Eventually, a number of people were indicted for the promotional funds fraud against my corporation. The FBI discovered that in the city of Boston alone, 29 other manufacturers were victimized for at least $1 million each in the previous year. We eventually recovered the $3 million because we were the first to uncover the fraud and we quickly filed a civil complaint. This was an unprecedented recovery rate for such a substantial fraud.
During the audit of the checks, we also found $360,000 embezzled in Detroit as well as hundreds of thousands of dollars in other parts of the country. We recovered most of the stolen money, but there were approximately 300,000 questionable checks that I was unable to process before the statute of limitations ran out on the crime.
In the Birmingham case, the sales manager and sales representative both were charged, given probation, and are paying restitution. In the Boston case, one of the food broker account executives was sentenced to five years and restitution.
Our audit and investigation team’s next task was to develop internal controls to protect our company from further promotional funds fraud. We established a new payment procedure and other checks and balances. The year after beginning the controls, we saved thousands of dollars and decreased our promotional fund budget by millions.
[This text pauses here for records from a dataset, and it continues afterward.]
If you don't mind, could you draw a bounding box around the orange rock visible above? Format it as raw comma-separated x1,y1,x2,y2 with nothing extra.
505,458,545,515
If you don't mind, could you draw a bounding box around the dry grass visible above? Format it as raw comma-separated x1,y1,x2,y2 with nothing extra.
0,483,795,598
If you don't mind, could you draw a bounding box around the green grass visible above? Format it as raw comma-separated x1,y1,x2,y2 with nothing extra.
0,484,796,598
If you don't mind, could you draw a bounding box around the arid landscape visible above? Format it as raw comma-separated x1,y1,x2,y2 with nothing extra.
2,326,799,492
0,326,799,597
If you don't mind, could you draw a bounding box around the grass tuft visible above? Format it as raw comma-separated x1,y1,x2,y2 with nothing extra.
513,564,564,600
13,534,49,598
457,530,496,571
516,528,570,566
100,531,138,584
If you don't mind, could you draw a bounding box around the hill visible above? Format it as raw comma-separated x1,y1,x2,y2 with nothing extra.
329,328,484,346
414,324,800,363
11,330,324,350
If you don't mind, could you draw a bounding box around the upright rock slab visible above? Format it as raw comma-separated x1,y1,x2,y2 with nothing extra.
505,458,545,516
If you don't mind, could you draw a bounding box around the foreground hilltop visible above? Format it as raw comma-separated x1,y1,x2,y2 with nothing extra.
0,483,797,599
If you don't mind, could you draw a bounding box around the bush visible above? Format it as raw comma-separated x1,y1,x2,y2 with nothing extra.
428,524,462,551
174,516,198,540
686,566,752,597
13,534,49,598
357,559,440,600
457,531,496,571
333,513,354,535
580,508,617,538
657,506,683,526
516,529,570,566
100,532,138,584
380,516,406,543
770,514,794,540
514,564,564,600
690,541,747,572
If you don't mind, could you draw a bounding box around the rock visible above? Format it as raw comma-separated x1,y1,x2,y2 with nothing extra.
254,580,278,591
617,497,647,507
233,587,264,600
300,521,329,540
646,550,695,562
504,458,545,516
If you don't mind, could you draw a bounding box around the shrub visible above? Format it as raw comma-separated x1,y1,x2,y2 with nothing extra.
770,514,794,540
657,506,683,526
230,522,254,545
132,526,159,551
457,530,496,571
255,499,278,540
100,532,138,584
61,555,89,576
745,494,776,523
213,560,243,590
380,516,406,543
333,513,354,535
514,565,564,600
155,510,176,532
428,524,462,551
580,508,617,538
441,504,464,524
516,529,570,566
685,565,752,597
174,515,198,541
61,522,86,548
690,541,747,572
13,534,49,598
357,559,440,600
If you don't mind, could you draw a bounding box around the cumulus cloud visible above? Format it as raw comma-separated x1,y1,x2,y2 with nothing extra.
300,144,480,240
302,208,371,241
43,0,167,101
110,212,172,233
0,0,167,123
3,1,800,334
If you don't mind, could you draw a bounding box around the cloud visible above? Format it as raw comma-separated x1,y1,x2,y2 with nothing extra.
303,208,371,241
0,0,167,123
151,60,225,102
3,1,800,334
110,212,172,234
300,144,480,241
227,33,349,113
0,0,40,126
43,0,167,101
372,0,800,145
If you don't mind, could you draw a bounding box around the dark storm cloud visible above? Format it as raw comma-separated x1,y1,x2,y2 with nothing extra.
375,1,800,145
This obviously helped our company become healthier and more productive and strengthened our competitive position. Fraud examiners from other companies heard about our success and sought advice. However, many found that their executives were reluctant to tamper with their almost sacrosanct trade-spending programs. Consequently, business as usual will continue to breed fraud.
In November of 1992, the U.S. Congress passed into law the Sentencing Commission Guidelines. These mandatory guidelines require corporations to account for preventing, investigating, and reporting any occurrence of crime (including promotional funds fraud). Corporation officers are personally liable for not complying.
According to the Association’s "Report to the Nation," organizations lose 6 percent of revenue and $400 billion annually due to occupational fraud and abuse. The average organization loses more than $9 a day per employee to fraud and abuse. All of these dollars are taxable income and represent bottom-line profits.
If a company works on a five-percent profit margin and loses $5,000 to theft, the company will have to sell an additional $100,000 of product to recover the $5,000. However, the original $5,000 will never be replaced.
I was fortunate that I worked for a progressive company. Management was not only interested in the promotional funds problem but was pro-active in applying preventative internal controls. Unfortunately during prosperous times – when businesses are most vulnerable to employee fraud – many corporations are less likely to impose internal controls.
As fraud examiners, corporate security managers, and internal audit directors, it’s our responsibility to educate our managers about such esoteric schemes as promotional funds fraud. The financial health, and possibly the survival, of our corporations depend on it.
Frank A. Pinto, CFE, is the president of Research Services International, LLC, a security consulting company in Monroe, Conn. He is a retired detective division commander of the Norwalk (Conn.) Police Department and past director of corporate internal security for a Fortune 100 company.